Nunca tive problemas com a cor da minha pele e com os pretos, pelo contrário. Sempre fiz questão de tratar melhor as pessoas mais humildes, ouvir, dar atenção. Trato um porteiro e um garçom melhor do que trato uma madamete metida a besta ou um coroa arrogante e reaça com seu iPhone último tipo.

Os negros tem uma energia diferente. Ver uma mulata sambar é uma das coisas mais belas deste mundo. O gingado, a malemolência, a malícia do negro que canta, dança e nos encanta é única.

Agora tente imaginar o mundo sem os negros?

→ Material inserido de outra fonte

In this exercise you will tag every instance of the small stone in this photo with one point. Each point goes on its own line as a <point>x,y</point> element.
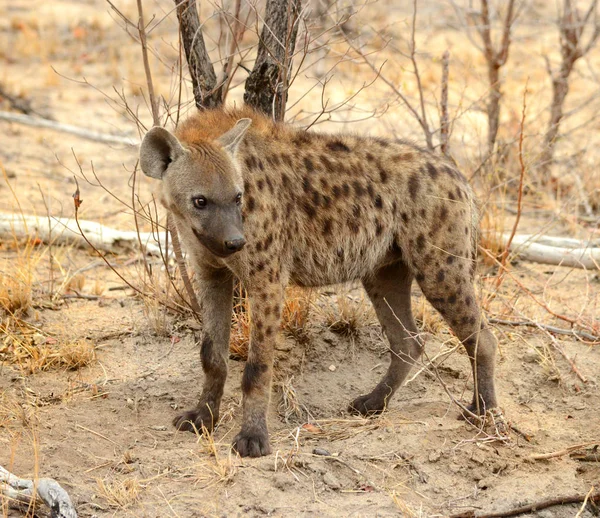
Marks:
<point>281,481</point>
<point>484,483</point>
<point>531,356</point>
<point>331,482</point>
<point>321,451</point>
<point>478,457</point>
<point>435,455</point>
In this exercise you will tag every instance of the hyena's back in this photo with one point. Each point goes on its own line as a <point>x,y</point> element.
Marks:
<point>334,208</point>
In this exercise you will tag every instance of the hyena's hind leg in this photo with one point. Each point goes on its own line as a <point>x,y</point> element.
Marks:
<point>452,293</point>
<point>389,290</point>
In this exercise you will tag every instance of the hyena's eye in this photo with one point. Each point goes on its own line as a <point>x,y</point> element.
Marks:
<point>199,202</point>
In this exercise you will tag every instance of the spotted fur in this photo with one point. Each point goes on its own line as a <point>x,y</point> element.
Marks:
<point>316,210</point>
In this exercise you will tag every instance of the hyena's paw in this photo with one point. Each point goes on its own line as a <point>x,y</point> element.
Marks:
<point>196,419</point>
<point>252,443</point>
<point>371,404</point>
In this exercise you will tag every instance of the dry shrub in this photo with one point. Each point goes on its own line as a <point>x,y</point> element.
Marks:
<point>349,315</point>
<point>213,468</point>
<point>119,493</point>
<point>33,352</point>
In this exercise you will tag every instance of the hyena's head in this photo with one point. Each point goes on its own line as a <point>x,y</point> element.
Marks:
<point>201,184</point>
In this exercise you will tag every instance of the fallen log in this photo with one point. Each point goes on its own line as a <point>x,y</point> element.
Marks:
<point>61,231</point>
<point>22,491</point>
<point>39,122</point>
<point>555,250</point>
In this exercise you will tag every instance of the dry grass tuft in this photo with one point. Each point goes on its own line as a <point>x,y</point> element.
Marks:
<point>33,352</point>
<point>213,467</point>
<point>119,493</point>
<point>288,407</point>
<point>349,315</point>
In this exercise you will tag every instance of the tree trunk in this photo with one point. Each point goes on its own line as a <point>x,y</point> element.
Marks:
<point>267,85</point>
<point>204,80</point>
<point>493,107</point>
<point>560,89</point>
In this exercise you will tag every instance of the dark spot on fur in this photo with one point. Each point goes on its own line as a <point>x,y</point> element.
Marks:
<point>309,209</point>
<point>338,145</point>
<point>316,198</point>
<point>413,185</point>
<point>274,160</point>
<point>309,166</point>
<point>206,353</point>
<point>358,188</point>
<point>252,374</point>
<point>326,162</point>
<point>433,172</point>
<point>306,184</point>
<point>383,175</point>
<point>251,162</point>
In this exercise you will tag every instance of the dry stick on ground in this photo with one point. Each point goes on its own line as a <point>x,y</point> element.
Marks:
<point>38,122</point>
<point>571,25</point>
<point>582,335</point>
<point>444,119</point>
<point>561,453</point>
<point>26,492</point>
<point>267,85</point>
<point>573,321</point>
<point>530,508</point>
<point>204,80</point>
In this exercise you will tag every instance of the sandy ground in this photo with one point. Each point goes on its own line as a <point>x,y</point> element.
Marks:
<point>104,431</point>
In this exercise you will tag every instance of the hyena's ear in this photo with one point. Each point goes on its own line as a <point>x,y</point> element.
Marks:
<point>232,139</point>
<point>158,149</point>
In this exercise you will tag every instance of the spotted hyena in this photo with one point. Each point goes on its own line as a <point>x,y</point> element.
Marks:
<point>273,205</point>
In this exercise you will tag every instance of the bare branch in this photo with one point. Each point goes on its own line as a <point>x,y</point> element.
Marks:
<point>203,76</point>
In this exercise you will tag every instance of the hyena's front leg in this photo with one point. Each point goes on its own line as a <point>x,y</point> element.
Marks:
<point>215,289</point>
<point>265,309</point>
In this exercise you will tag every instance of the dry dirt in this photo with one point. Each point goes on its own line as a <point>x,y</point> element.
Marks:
<point>104,431</point>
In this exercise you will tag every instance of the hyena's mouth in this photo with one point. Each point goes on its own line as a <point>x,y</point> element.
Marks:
<point>214,246</point>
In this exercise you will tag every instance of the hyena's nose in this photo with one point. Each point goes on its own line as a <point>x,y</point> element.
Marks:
<point>235,245</point>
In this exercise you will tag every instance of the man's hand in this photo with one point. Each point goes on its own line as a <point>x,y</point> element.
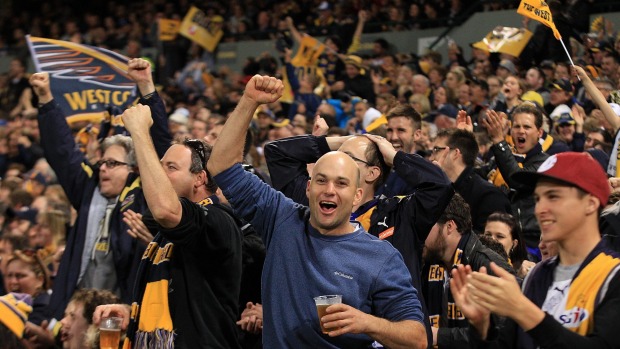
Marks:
<point>137,118</point>
<point>463,121</point>
<point>439,159</point>
<point>139,70</point>
<point>320,127</point>
<point>263,89</point>
<point>495,126</point>
<point>502,295</point>
<point>477,315</point>
<point>117,310</point>
<point>137,229</point>
<point>252,318</point>
<point>38,336</point>
<point>343,318</point>
<point>41,85</point>
<point>385,147</point>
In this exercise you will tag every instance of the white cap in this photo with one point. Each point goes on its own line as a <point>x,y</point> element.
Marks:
<point>559,110</point>
<point>371,115</point>
<point>180,116</point>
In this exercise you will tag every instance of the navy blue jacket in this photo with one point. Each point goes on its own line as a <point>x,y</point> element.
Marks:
<point>79,180</point>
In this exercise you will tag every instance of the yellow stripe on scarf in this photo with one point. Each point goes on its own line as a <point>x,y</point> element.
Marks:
<point>584,291</point>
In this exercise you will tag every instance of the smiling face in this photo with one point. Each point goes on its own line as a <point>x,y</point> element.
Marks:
<point>440,97</point>
<point>401,134</point>
<point>332,192</point>
<point>511,88</point>
<point>524,132</point>
<point>566,132</point>
<point>177,162</point>
<point>500,232</point>
<point>561,210</point>
<point>22,279</point>
<point>356,148</point>
<point>112,179</point>
<point>533,79</point>
<point>74,326</point>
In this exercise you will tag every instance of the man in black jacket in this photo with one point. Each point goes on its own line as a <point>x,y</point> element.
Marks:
<point>483,197</point>
<point>526,130</point>
<point>450,243</point>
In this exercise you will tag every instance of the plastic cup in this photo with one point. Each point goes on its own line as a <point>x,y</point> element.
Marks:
<point>322,302</point>
<point>110,332</point>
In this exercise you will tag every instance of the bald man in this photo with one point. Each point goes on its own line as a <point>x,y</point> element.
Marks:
<point>316,250</point>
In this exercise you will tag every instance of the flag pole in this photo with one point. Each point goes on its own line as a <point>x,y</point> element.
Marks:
<point>568,55</point>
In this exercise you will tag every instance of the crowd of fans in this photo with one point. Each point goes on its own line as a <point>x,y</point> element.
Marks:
<point>499,113</point>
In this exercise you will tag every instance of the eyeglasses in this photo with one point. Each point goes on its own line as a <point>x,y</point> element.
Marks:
<point>199,147</point>
<point>360,160</point>
<point>110,163</point>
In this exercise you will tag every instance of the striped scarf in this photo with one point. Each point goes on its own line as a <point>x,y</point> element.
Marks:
<point>151,324</point>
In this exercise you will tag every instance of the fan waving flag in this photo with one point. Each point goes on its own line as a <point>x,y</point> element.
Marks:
<point>86,81</point>
<point>539,10</point>
<point>505,40</point>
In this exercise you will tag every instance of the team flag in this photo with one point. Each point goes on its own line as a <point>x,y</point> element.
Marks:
<point>168,29</point>
<point>505,40</point>
<point>86,81</point>
<point>206,32</point>
<point>539,10</point>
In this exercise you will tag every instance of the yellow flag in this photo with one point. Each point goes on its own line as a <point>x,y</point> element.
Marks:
<point>168,29</point>
<point>505,40</point>
<point>308,53</point>
<point>539,10</point>
<point>203,30</point>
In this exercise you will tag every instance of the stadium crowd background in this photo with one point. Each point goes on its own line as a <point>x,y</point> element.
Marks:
<point>199,93</point>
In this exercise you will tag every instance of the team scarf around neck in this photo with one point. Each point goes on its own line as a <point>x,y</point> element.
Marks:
<point>151,324</point>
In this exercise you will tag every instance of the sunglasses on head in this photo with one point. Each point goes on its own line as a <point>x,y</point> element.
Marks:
<point>199,147</point>
<point>110,163</point>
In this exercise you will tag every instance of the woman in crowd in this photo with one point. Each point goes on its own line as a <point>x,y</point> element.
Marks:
<point>503,228</point>
<point>512,90</point>
<point>25,273</point>
<point>51,234</point>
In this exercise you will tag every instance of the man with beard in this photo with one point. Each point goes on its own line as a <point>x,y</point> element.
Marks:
<point>451,242</point>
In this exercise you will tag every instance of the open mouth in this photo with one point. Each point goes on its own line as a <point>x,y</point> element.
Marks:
<point>327,207</point>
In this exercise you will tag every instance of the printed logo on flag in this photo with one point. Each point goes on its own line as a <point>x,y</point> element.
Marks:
<point>86,81</point>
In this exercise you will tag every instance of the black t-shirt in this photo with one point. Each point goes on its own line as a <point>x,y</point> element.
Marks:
<point>203,293</point>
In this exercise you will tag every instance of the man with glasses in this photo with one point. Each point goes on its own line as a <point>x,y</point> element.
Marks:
<point>455,151</point>
<point>187,288</point>
<point>99,253</point>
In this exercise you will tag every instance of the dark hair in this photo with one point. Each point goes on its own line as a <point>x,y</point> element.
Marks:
<point>517,254</point>
<point>407,111</point>
<point>383,43</point>
<point>197,160</point>
<point>8,339</point>
<point>528,108</point>
<point>457,211</point>
<point>465,142</point>
<point>91,298</point>
<point>20,197</point>
<point>493,245</point>
<point>375,158</point>
<point>35,264</point>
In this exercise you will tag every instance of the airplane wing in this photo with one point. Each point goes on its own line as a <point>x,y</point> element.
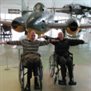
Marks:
<point>41,20</point>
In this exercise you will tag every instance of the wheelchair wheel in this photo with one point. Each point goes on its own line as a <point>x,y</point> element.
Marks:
<point>52,65</point>
<point>40,77</point>
<point>22,76</point>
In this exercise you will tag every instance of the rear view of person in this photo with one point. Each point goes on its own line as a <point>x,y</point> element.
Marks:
<point>30,56</point>
<point>61,50</point>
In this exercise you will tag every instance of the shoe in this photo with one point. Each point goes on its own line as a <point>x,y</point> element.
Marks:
<point>36,84</point>
<point>72,82</point>
<point>62,82</point>
<point>27,88</point>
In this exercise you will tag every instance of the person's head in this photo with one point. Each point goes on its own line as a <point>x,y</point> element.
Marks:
<point>31,35</point>
<point>60,35</point>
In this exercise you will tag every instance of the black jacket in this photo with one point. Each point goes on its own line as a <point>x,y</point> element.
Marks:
<point>62,46</point>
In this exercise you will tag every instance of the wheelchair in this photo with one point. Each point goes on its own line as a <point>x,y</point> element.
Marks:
<point>23,76</point>
<point>55,68</point>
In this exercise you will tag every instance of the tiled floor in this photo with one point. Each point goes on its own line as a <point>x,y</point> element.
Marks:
<point>9,61</point>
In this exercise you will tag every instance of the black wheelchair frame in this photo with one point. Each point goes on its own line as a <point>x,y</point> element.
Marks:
<point>54,68</point>
<point>23,76</point>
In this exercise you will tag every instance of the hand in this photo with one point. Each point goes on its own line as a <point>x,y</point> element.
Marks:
<point>2,42</point>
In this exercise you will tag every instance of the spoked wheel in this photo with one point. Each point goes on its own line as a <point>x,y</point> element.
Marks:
<point>22,77</point>
<point>40,77</point>
<point>52,65</point>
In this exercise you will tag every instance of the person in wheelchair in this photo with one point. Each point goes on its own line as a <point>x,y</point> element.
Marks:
<point>64,59</point>
<point>30,57</point>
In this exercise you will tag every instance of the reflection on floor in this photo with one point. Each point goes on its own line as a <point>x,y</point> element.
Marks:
<point>9,61</point>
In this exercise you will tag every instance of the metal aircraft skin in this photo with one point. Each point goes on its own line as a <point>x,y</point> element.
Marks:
<point>75,9</point>
<point>43,21</point>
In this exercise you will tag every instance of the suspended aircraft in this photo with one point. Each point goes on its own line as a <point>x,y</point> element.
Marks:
<point>43,21</point>
<point>74,9</point>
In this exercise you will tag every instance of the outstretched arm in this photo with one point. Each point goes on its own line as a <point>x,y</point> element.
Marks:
<point>11,42</point>
<point>74,42</point>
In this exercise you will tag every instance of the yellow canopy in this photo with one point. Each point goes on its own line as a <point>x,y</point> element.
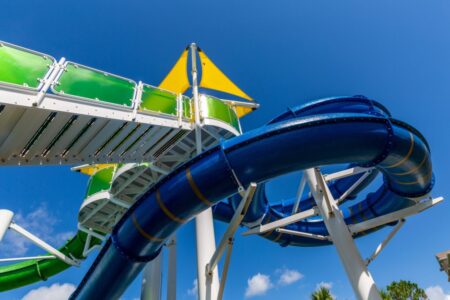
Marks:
<point>214,78</point>
<point>177,80</point>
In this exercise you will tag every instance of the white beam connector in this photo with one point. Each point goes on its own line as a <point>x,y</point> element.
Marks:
<point>232,227</point>
<point>301,188</point>
<point>385,241</point>
<point>5,220</point>
<point>14,259</point>
<point>346,173</point>
<point>394,216</point>
<point>56,68</point>
<point>283,222</point>
<point>353,186</point>
<point>304,234</point>
<point>40,243</point>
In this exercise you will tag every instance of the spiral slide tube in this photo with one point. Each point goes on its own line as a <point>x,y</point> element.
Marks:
<point>367,137</point>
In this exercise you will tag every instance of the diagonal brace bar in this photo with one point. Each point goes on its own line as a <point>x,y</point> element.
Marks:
<point>232,227</point>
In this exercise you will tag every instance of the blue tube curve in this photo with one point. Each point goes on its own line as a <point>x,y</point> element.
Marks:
<point>333,131</point>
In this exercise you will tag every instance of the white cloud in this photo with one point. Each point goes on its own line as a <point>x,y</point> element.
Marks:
<point>436,293</point>
<point>288,276</point>
<point>324,284</point>
<point>257,285</point>
<point>39,222</point>
<point>327,285</point>
<point>194,290</point>
<point>54,292</point>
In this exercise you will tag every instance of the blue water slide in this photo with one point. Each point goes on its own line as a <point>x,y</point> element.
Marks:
<point>344,130</point>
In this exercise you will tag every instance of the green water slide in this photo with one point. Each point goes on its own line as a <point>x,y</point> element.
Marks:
<point>31,271</point>
<point>28,70</point>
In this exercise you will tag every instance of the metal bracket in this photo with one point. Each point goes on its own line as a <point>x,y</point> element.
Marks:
<point>385,242</point>
<point>6,222</point>
<point>56,68</point>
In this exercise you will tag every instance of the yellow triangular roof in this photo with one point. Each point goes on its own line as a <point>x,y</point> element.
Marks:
<point>177,80</point>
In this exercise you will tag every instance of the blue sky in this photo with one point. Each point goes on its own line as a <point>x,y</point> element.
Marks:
<point>282,54</point>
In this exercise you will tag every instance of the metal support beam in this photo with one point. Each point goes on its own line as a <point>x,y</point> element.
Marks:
<point>360,278</point>
<point>40,257</point>
<point>5,219</point>
<point>208,286</point>
<point>301,188</point>
<point>304,234</point>
<point>172,272</point>
<point>385,242</point>
<point>353,187</point>
<point>394,216</point>
<point>49,81</point>
<point>226,243</point>
<point>283,222</point>
<point>40,243</point>
<point>226,265</point>
<point>152,280</point>
<point>232,227</point>
<point>345,173</point>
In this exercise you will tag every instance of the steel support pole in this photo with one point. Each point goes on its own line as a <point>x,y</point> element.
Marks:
<point>5,220</point>
<point>208,286</point>
<point>360,278</point>
<point>152,280</point>
<point>172,272</point>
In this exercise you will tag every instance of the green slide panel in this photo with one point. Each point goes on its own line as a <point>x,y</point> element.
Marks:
<point>101,180</point>
<point>31,271</point>
<point>221,111</point>
<point>23,67</point>
<point>159,101</point>
<point>187,108</point>
<point>88,83</point>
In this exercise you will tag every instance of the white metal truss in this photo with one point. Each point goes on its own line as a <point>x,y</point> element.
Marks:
<point>101,211</point>
<point>340,233</point>
<point>226,243</point>
<point>6,219</point>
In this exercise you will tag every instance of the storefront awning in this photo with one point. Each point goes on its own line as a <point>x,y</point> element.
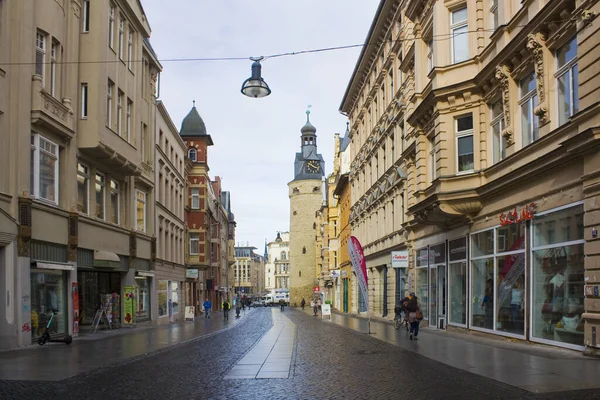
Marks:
<point>106,259</point>
<point>64,267</point>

Sem Pelé, Miles Davis, Louis Armstrong, Nina Simone, Milton Nascimento, Machado de Assis, Muhammad Ali, Mike Tyson, Martin Luther King Jr., Malcolm X, Maya Angelou, Angela Davis, Tina Turner, Quincy Jones, John Coltrane, James Baldwin, Ella Fitzgerald, B. B. King, Michael Jackson, Jimi Hendrix, Stevie Wonder, Ray Charles, Little Richard, Charlie Parker, James Brown, Aretha Franklin, Robert Johnson, Paulinho da Viola, Cartola, Pixinguinha, Grande Otelo, Jean Michel Basquiat, Sidney Poitier, Billie Holiday, Leônidas da Silva, Usain Bolt e tantos, mas tantos outros!!!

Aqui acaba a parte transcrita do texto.